After doing this consistently for a while, you may find you are able to think about deeper issues, such as your own needs and desires. You may be able to think about who you are without them in your life and what you would like to do going forward. Examples of these types of questions are as follows: What is important to you? What do you need in order to be content? If you were able to do anything without fear or guilt, what would you do?

Feel OK with being by yourself

It is important to foster positive feelings towards being yourself and being by yourself. Try to imagine doing activities without the other person present and enjoying them without guilt or discomfort. The more you practice this, the more natural it will feel whenever you try to do these things in reality. 

If you find yourself struggling with anxiety over separating from the other person, try mediation and mindfulness. These practices train your brain to focus your attention on the present and let other thoughts and feelings go. They also help you to feel grounded in yourself so that you are not swayed by other people as easily.

Set boundaries

“No is a complete sentence.”

-Anne Lamont

With the enmeshment/undeveloped self schema, boundaries are extremely important. Boundaries can differ from person to person, but they are always respected within a healthy relationship. For example, you may set the boundary that you do not respond to messages after 9pm. If someone does send you a message after 9pm, you can hold your boundary by not replying.
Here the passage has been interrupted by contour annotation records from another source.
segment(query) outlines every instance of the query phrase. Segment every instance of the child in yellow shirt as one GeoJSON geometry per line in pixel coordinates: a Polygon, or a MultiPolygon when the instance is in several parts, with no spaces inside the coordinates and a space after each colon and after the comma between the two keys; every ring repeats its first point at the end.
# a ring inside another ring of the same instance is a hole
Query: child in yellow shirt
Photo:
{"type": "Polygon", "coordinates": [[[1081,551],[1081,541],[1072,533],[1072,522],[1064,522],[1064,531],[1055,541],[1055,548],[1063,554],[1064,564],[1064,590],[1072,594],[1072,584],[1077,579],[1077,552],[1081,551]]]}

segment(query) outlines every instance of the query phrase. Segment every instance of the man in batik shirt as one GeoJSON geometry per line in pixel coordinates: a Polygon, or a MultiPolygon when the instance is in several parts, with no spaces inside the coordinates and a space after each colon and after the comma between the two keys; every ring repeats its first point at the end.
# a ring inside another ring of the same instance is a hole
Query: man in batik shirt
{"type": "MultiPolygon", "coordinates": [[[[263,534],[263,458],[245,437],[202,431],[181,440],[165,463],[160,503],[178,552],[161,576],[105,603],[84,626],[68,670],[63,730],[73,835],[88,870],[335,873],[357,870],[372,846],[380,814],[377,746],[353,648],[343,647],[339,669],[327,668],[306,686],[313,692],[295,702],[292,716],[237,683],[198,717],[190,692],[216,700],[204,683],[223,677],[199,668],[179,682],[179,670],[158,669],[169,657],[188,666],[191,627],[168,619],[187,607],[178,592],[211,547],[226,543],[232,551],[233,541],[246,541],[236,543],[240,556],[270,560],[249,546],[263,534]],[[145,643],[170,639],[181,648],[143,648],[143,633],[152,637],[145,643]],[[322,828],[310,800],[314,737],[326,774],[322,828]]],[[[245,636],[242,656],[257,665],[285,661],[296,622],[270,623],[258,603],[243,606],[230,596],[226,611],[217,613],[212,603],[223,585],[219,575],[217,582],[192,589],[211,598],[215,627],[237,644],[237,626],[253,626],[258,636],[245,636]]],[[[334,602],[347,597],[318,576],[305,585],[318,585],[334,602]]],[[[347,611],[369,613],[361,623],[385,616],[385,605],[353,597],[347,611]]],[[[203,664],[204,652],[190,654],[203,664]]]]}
If that person asks why you didn’t reply, you can simply say “I don’t reply to messages after 9pm.” While you may feel some guilt and discomfort holding boundaries at first, it will get easier with practice.  

Be clear on what your boundaries are, so you can act on them easily when tricky situations arise. Holding your boundaries is the way to ensure that you do not fall into another enmeshed relationship. This is important to note if you have been avoiding close relationships out of fear. Try to surround yourself with people who respect you and treat you well. We all want to feel connected to each other, but that should never be at the expense of our own identity.

Seek therapy

If you have the enmeshment/undeveloped self schema, you may have a great deal of anxiety about separating from your enmeshed other. You may also need to develop healthy expectations and boundaries. Additionally, you may need help in discovering who you are by yourself. A therapeutic relationship is the best condition in which to explore all these factors. But keep in mind that a schema develops over many years. While treatment cannot necessarily “cure” you, it can give you the necessary tools to manage your thoughts and feelings, and lead you to a better life.

McKay, M., Greenberg, M. J., & Fanning, P. (2020). Overcome Thoughts of Defectiveness and Increase Well-Being Using Acceptance and Commitment Therapy. New Harbinger Publications.

Padesky C. A. (1994) Schema change processes in cognitive therapy. Clinical Psychology and Psychotherapy, 1(5), 267–278.

Schmidt, N. B., Joiner, Jr., T. E., Young, J. E., & Telch, M. J. (1995). The schema questionnaire: Investigation of psychometric properties and the hierarchical structure of a measure of maladaptive schemas. Cognitive Therapy and Research, 19(3), 295-321.

Young, J. E., Klosko, J. S., & Weishaar, M. E. (2003). Schema therapy. Guilford Press.